The Delaware had as many as fourteen villages along the West Fork of the White River. The White River or Wapihanne flows westward past the Lenape villages of Munseetown, Buckstown (Killbuck’s Village), Andersontown (Chestnut Tree Place or Wapiminskink), Nancytown (Nantikoke’s Town) and Straw’s Town before turning south and reaching the first white settlement in east-central Indiana, the William Conner farm of 1802 (where the Conner Prairie living history village is now located). Continuing south, the White River passed what would become Indianaapolis, or Chanktunoongi meaning “makes a noisy place” referring to Fall Creek, in the Miami dialect of Algonquin.

The county seat of Anderson began as a Delaware village called Wapiminskink meaning “chestnut tree place” and later referred to as Andersontown after Delaware Chief Anderson. The original layout of Anderson followed the Delaware village’s boundaries and trails. Kikthawenund’s individual camp was located at what is now the 900 block of Fletcher Street in Anderson. Kikthawenund was born in the 1740’s in Anderson’s Ferry (Marietta, Pennsylvania). His mother was a daughter of the Lenape tribal chief Netaawatwees and his father was a Swedish trader. Throughout his life, Anderson went by both his father’s name and his native tribal name. Not much is known of his early life but he was much influenced by his grandfather with whom he spent much of his time. As an adult, the Revolutionary war was an influence on many Native people and Kikthawenund was no exception. He sided with White Eyes of the Delaware who fought for the Americans. When the wars in the Ohio Country ended, Anderson was forced to consider relocating to lands the Miami were going to allow the Lenape people to utilize on the White River in central Indiana.

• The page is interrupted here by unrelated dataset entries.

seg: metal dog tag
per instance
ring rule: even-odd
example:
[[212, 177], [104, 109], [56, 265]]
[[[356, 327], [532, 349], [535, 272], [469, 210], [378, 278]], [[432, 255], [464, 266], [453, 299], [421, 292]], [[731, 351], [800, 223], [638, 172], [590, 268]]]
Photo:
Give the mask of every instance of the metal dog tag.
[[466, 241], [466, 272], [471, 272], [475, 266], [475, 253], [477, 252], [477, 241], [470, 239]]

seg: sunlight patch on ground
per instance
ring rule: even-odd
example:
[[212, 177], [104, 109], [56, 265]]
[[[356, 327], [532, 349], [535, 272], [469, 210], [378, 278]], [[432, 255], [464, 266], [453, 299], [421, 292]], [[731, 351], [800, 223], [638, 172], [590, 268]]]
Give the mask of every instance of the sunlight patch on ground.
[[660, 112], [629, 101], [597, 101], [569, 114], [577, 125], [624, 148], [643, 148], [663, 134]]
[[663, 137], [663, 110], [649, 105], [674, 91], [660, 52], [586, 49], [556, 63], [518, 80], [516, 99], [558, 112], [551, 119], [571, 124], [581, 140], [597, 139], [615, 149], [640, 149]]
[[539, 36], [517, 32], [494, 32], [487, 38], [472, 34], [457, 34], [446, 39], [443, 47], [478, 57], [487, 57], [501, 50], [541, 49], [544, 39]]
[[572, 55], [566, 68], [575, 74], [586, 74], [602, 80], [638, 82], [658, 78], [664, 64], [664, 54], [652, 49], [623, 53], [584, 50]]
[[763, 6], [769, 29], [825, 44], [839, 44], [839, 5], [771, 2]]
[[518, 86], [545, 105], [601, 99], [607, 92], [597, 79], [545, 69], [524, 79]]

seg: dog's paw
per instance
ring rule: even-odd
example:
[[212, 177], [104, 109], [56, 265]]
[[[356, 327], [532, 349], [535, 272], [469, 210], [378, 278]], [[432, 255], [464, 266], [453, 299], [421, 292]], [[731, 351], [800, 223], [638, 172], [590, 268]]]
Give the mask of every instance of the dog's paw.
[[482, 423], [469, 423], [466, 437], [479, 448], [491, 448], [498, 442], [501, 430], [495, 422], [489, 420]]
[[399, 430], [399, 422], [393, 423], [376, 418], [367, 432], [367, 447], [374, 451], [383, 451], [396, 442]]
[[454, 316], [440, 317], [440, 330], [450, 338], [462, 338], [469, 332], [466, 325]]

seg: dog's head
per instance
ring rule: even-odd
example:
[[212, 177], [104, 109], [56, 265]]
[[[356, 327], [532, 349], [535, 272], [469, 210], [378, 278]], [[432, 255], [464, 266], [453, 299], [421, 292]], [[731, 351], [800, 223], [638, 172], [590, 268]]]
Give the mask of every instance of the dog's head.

Anderson who became head of the Turkey Clan of the Unami Delaware took his group and settled in a small village on the White River in what someday would become the city of Anderson. His personal residence was a two-story log home, located where the present-day city building now stands. He was able to suppress the liquor trade among his people and during the uprising of Tecumseh, he kept his people out of the controversy as much as possible. In 1818, he signed the Treay of St Mary’s on behalf of his people and reluctantly prepared for another move west. Chief Anderson had four known sons and one daughter, Mekinges. His sons became famous scouts and guides for western-bound wagon trains. Mekinges and William Conner had six children together. When the Delaware were forced to leave Indiana, Mekinges and her children went with them while her husband, for controversial reasons, stayed in Indiana and remarried.

Killbuck’s village on the White River was known as “Buckstown.” William Henry Killbuck was probably born around 1785 in Ohio. He was the son of Gelelemend Killbuck and great grandson of Newcomer of the Turtle Clan of Lenape Delaware. He had a village on the southeast side of the White River, a northern tributary to the Wabash. It was one mile northwest of Chesterfield on a high bluff over-looking White River. The chief was one of the Native Americans converted by the Moravian missionaries who had begun their work in the area in 1801. Chief Killbuck signed the Ft. Wayne, Indiana Treaty of 1809 and the St. Mary’s, Ohio Treaty of 1818. His father actively assisted the English during the French and Indian War and he sided with the English during the early years of the American Revolution. Killbuck’s father later in his life became a convert to Christianity under Moravian Missionary, David Zeisberger and is buried in Goshen, OHio. Killbuck came to Indiana when the Miami and Piankeshaw granted them permission and after he felt they had no choice but to relocate. Killbuck sensed that he was in a no-win situation as his alliances were with the Indians but he wanted to remain neutral and he did not want to fight with Tecumseh and the Prophet’s followers but felt compelled to do so and was never heard from again.